Me: Oh. Sorry. That's not what I read. I read that I should assume that you really didn't want to see my résumé at all.
Okay, so asking, "Did you get it?" is probably the wrong way to start.

But submitting the résumé on-line to a company that says they won't respond unless they want to respond is probably not the best thing to do, either.

Should have reviewed my résumé before I sent it.

And I should have sent it directly. After calling them first. I should know this, considering the number of training sessions I've been through.

(But I've never actually gotten a job doing it the way the training sessions tell you, which means that the one thing you should never do in a job search is rely on some sort of set procedure. Which means that software and job search are not a good match, after all.)

Maybe I can make sending the wrong copy an excuse to sent a decent copy instead. We'll see.

Job search sites really, really should provide, in their web UI, some sort of feedback button that the HR person can hit to send an e-mail saying, at bare minimum, "Yes, we did get the résumé, and if we don't reply within n days, you should assume you didn't pass the first screening."

A company whose HR department can't provide bare minimum information exchange protocol may not be worth applying to.

Except that that is precisely the sort of company that currently owns the market for foreign English teachers in Japan. Which is one of the reasons I want my novel to find readers -- so I can hope it will find buyers if I finish it.

If I can't hope to pay the rent with my writing, I should focus on teaching, in spite of the non-optimal stuff that I have to put up with in order to do so.

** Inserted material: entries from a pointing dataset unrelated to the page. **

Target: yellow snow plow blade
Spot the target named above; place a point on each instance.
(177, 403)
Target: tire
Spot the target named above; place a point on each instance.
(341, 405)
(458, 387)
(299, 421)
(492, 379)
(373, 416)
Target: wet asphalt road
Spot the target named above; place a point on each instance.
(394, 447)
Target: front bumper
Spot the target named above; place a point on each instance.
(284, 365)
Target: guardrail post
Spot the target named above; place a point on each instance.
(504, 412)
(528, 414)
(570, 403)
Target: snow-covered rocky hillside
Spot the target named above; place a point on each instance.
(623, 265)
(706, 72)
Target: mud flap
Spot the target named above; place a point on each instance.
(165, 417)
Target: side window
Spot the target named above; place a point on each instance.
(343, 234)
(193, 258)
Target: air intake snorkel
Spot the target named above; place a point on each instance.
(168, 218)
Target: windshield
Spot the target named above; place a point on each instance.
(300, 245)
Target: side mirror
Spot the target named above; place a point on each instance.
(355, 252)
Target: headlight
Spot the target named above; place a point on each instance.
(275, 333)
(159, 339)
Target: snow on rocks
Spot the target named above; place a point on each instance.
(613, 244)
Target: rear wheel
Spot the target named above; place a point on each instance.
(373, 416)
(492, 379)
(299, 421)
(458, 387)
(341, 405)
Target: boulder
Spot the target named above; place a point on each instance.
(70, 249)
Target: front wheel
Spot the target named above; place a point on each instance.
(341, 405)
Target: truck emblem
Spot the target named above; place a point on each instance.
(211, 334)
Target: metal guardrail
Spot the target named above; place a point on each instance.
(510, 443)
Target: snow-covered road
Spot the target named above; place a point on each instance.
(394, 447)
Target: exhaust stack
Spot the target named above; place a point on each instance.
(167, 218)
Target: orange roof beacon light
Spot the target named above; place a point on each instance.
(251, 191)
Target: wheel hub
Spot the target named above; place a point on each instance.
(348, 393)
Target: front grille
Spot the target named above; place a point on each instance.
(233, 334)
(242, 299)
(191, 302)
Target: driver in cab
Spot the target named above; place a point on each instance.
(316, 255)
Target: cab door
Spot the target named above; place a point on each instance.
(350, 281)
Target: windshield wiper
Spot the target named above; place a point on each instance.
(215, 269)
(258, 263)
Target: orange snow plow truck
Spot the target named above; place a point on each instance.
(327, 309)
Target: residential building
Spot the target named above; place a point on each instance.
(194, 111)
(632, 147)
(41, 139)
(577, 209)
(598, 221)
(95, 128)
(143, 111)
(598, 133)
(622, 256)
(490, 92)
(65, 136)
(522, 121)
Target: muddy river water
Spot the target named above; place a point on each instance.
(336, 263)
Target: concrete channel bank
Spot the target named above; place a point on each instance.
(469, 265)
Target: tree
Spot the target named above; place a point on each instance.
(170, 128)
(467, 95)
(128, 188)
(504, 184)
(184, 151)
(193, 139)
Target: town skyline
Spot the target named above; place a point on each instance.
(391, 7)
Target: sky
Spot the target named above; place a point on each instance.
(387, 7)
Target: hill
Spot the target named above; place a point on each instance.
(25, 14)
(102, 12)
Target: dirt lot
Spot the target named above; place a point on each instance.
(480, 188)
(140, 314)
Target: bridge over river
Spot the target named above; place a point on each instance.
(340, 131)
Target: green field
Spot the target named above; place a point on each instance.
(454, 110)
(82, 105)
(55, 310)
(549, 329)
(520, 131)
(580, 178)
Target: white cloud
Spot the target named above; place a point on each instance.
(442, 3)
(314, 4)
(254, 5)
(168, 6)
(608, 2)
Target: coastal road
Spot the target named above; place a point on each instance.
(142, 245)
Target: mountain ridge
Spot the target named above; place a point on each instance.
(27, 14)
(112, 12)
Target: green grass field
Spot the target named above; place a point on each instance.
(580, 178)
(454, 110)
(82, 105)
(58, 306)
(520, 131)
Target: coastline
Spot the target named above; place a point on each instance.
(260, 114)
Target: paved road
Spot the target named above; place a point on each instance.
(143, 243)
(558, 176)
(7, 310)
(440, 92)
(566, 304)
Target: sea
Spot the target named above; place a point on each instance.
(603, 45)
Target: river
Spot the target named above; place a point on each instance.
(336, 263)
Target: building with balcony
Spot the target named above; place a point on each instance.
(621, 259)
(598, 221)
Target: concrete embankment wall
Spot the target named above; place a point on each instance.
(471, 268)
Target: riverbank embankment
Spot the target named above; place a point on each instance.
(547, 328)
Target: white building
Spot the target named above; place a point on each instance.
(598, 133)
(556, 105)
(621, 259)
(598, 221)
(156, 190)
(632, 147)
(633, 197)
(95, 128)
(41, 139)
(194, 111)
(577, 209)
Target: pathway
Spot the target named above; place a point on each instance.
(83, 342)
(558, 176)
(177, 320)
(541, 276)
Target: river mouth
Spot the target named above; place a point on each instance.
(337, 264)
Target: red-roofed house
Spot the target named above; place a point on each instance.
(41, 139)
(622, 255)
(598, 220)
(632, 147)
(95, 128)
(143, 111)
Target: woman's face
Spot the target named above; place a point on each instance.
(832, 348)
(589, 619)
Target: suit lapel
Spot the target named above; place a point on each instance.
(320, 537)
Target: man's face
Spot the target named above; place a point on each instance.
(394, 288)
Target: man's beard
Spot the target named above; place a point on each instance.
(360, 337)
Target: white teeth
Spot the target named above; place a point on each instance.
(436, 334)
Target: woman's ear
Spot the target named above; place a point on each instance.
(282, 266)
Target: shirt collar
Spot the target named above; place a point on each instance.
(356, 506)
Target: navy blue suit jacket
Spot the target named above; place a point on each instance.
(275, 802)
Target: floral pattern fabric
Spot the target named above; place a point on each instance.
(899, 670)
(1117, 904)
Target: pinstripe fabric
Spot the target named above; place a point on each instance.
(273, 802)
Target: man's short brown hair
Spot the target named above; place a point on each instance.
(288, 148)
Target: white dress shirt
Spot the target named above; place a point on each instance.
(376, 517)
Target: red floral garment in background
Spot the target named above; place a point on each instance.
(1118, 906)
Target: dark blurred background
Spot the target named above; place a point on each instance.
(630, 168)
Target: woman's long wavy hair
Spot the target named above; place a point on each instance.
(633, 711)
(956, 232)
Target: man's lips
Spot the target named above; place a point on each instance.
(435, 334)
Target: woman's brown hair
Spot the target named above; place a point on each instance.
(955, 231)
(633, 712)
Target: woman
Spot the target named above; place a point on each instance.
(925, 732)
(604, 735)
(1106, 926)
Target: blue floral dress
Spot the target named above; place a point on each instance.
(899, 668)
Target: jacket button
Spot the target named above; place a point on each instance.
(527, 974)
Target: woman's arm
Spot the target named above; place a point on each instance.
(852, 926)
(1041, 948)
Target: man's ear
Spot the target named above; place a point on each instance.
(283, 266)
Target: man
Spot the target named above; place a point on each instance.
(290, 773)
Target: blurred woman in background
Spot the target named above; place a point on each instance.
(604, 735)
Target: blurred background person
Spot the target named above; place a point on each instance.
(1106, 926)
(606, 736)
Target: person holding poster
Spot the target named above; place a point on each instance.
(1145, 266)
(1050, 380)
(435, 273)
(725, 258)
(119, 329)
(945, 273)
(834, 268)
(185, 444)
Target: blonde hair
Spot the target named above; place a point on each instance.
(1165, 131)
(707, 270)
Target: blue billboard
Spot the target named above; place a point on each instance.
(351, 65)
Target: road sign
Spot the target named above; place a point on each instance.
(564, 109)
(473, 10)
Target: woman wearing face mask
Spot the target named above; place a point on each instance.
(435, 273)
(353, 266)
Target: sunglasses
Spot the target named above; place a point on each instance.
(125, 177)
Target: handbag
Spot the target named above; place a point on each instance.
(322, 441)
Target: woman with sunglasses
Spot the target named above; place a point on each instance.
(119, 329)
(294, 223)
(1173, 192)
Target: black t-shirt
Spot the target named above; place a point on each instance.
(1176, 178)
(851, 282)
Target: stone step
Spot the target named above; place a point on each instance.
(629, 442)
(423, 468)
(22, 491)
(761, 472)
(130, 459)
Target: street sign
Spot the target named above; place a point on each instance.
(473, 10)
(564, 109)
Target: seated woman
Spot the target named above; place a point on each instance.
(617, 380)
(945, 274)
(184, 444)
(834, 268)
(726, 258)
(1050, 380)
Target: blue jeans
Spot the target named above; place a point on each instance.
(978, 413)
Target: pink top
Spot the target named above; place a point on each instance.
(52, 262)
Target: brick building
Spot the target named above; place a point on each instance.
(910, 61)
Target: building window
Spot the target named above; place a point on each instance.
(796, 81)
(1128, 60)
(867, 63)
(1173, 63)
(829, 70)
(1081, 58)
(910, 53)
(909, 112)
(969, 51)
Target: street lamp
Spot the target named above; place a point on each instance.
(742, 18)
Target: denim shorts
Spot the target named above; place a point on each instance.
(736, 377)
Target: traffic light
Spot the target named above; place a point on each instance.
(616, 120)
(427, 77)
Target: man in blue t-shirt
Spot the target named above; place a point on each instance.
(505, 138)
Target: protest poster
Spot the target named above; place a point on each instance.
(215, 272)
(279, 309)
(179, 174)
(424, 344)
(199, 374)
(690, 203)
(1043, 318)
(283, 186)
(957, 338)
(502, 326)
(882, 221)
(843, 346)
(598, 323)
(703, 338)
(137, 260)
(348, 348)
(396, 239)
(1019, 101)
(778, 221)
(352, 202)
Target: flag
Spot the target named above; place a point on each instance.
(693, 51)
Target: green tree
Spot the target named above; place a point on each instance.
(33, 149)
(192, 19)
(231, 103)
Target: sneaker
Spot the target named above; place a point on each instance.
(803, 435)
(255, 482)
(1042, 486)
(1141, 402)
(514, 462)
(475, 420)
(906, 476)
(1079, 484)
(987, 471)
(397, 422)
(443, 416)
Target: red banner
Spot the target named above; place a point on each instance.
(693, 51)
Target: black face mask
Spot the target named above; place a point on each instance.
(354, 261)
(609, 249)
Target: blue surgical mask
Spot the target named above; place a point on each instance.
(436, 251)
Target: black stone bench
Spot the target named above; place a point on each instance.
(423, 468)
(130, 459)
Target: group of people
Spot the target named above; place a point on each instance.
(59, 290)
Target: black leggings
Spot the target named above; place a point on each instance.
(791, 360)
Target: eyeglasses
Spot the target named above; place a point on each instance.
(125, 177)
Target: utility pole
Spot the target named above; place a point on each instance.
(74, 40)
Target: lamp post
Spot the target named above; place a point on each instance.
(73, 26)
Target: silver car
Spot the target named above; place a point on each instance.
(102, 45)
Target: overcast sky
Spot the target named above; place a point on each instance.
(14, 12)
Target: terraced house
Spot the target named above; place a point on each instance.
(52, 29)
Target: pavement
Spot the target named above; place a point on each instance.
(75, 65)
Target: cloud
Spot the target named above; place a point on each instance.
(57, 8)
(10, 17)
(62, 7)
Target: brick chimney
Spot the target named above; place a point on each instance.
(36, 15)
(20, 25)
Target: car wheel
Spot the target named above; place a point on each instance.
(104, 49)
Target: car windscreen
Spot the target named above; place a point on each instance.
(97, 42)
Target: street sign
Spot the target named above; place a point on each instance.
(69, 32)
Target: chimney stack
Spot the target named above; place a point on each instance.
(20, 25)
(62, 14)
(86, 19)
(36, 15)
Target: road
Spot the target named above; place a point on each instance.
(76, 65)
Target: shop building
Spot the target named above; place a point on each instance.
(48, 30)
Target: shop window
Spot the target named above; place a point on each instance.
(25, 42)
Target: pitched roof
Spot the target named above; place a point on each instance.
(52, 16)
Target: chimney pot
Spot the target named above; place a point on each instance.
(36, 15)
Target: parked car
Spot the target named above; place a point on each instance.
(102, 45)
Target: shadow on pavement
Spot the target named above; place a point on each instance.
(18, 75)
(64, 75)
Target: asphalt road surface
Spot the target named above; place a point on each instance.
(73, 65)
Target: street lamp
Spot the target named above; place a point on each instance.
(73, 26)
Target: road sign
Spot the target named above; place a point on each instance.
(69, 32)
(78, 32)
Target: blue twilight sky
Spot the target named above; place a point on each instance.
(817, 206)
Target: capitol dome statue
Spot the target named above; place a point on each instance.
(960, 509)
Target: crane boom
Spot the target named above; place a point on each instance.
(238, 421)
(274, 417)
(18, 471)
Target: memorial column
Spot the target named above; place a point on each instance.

Speaking of my novel, here's the current (second) draft in progress again:

And here's the (roughly) two-thirds-complete first draft:

If you like it, tell your friends about it. Don't worry about whether the publishers will be scared away, if I have to, I'll self-publish. Maybe start with an electronic edition and a link to my paypal account if I can't find something better.

If the IRS hasn't found a way to throttle that, too.

But if I know people are reading it, I will find some way to properly publish it.